Currently, the Duck offense is converting only 15-of-39 third-down conversions (38%) and 6-of-11 fourth-down conversions (55%), with a total of 21-of-50 combined conversions for 42%. After a losing performance against Auburn, the Ducks have been only one conversion away in both the Nevada and Montana games of achieving Oregon coach Mario Cristobal’s goal of converting third downs at a 50% clip.
A problem with a failed fourth-down conversion is that it can be counted as an offensive turnover of possession. Something for Cristobal to think about is that if you kick a field goal on fourth down and it’s successful, it can count as a conversion in my book.
John Madden, legendary coach of the Oakland Raiders, drew criticism for his philosophy of going for field goals when facing fourth downs in the red zone. The fans, of course, always want to “go for it,” but Madden believed you should get points instead of gambling on possession with a failed fourth-down try.
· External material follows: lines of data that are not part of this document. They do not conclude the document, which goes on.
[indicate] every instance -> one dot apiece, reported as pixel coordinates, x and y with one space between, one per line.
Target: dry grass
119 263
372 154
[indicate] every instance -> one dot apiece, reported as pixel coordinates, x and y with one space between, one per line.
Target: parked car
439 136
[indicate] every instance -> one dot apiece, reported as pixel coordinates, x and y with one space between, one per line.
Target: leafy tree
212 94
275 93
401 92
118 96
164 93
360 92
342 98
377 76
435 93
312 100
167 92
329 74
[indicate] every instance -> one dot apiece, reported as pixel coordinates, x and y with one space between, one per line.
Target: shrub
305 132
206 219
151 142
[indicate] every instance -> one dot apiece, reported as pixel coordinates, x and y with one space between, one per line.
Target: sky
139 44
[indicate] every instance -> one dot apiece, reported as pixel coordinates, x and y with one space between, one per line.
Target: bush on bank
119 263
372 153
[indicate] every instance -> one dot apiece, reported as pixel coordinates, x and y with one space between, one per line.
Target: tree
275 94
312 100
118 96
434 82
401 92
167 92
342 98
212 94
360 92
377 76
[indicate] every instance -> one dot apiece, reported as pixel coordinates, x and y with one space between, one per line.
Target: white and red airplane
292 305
Further, he believed a fourth-down stop was a tremendous emotional and motivational lift for the defensive team and a devastating letdown for the offense. It could be even more calamitous for the fans in the stands; upsets are made of this.
Madden stuck with this conviction and never had a losing season, won more games than any NFL coach (.763 percentage), seven conference titles and a Super Bowl win. “I’m going to kick it every time unless the game is riding on scoring a touchdown, “ was his mantra. It also made for a quick, easy decision when it came to that situation, one that often paralyzes coaches who have not thought it through before game time.
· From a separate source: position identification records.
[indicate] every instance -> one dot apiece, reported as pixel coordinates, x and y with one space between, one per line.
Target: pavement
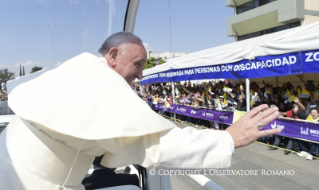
260 168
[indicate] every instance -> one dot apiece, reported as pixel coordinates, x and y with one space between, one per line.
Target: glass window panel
43 33
246 7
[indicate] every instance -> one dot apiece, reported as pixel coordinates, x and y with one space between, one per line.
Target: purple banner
296 129
206 114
In 2012, Chip Kelly ignored that option and chose to “go for it” on the Ducks’ third series of their game with Stanford. Quarterback Marcus Mariota had sped down the sideline to the Cardinal 15-yard line in the first quarter. Five plays later, on fourth-and-goal from the 7-yard line, Kelly tried a running play instead of the field goal, which would have been like a point-after-touchdown kick. The play was stuffed, and the Ducks lost in overtime; a field goal would likely have changed the game’s outcome, and it did — for Stanford.
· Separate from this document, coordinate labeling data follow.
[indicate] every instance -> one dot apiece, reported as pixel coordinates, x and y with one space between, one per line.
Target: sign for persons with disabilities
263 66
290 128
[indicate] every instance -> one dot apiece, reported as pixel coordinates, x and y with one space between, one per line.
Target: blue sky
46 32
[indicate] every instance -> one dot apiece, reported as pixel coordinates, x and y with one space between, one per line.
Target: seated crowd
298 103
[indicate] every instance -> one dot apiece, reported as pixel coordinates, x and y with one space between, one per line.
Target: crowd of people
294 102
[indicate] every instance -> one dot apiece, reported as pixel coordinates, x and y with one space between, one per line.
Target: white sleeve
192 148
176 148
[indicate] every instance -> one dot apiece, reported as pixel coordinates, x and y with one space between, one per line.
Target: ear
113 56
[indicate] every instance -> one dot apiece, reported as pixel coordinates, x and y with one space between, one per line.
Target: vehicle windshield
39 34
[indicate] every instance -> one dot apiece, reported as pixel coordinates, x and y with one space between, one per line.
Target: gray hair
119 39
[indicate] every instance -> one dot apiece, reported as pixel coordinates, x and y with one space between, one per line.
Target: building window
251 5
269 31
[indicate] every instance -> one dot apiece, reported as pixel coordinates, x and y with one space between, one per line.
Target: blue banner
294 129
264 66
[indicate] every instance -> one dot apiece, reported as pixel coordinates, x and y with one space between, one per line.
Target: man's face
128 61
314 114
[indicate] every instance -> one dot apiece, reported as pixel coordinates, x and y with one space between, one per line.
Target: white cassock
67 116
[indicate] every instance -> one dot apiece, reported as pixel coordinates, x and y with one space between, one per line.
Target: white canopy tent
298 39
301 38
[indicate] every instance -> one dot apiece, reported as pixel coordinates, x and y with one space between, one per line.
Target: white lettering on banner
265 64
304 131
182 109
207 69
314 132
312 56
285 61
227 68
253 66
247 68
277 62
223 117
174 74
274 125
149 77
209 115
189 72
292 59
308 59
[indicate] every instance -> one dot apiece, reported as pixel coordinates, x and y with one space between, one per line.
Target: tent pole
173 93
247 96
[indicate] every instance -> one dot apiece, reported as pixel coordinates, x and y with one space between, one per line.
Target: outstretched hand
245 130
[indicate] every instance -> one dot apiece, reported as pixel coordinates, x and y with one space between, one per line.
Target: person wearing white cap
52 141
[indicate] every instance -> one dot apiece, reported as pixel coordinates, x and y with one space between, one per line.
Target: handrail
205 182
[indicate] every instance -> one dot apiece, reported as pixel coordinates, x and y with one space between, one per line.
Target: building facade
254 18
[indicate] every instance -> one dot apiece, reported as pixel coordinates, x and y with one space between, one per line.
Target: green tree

On Saturday, one weakness Cristobal has to consider is that he can’t say he has an accomplished field-goal kicker, at least by game performance this season. Freshman Camden Lewis is that man, and his head coach chose to ignore at least one opportunity for Lewis to attempt a field goal, and gain valuable experience, against Montana, saying “… felt we needed to keep playing football.”
Last time I checked, “football” includes kicking field goals and one can go back to 2011 and 2012 when the Ducks’ failure to develop a strong field-goal kicker led to defeats that came in the last seconds of the USC game when Oregon’s kicker missed a field goal and in overtime against Stanford the next year, when the kicker flubbed a 41-yard attempt. Although the Ducks would earn a Rose Bowl win in 2011 and a Fiesta Bowl win in 2012, the losses, both at Autzen, kept Oregon from going to the National Championship game each year.
Last season, Stanford’s field-goal kicker calmly booted a 32-yard field goal as the gun sounded to send the Oregon game into overtime, when the Cardinal put the Ducks away for the third straight year.
It’s good to have a strong field-goal kicker. It’s still a mystery to what kind of kicker the Ducks have this season.
Former Oregon player Ken Woody coached college football for 18 years. He conducts a weekly coach's corner from 6 p.m. to 7:30 p.m. Wednesdays at the 6th Street Grill.